Mendocino County, California Bridges: Highway 1 Bridge across the Noyo River

September 2017 (39.42694-123.80667) Noyo River Bridge
Continuing north on Highway 1 we arrived at the Noyo River Bridge (10 0298). This is a three span continuous, prestressed concrete box girder bridge. It has a 325 ft long main span and it was built in 2005. It's an odd looking bridge with columns that are recessed below the soffit to imitate a bridge on bearings. The columns have a stout shape with extra concrete that (hopefully) will spall off to allow the ductile core to undergo large displacements without breaking during an earthquake.
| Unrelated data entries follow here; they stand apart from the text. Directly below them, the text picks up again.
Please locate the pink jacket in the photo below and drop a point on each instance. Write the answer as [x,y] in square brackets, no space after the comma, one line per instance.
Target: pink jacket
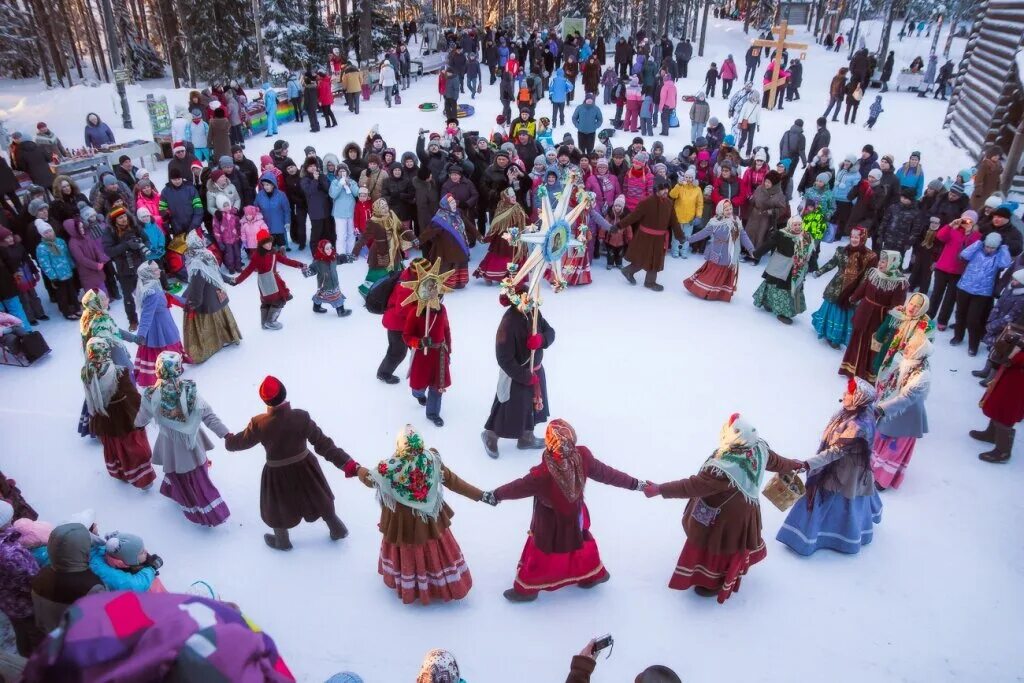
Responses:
[728,71]
[670,97]
[225,228]
[953,242]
There was a fight between Caltrans and the community about various aspects of the proposed design of the bridge.  The bridge was to be located extremely close to commercial buildings along the bank and it doesn't look like a typical coastal bridge. One resident, Vince Taylor, fought Caltrans on the solid barrier rail that was originally proposed for the bridge. He provides a history of his hard-fought victory on the internet.
Tony Phillips provides an excellent pictorial history of the six different bridges that crossed the Noyo River near its mouth during the last 150 years. The first structure was a drawbridge that was built in 1861. Subsequent bridges were truss bridges until the current haunched box girder bridge was built.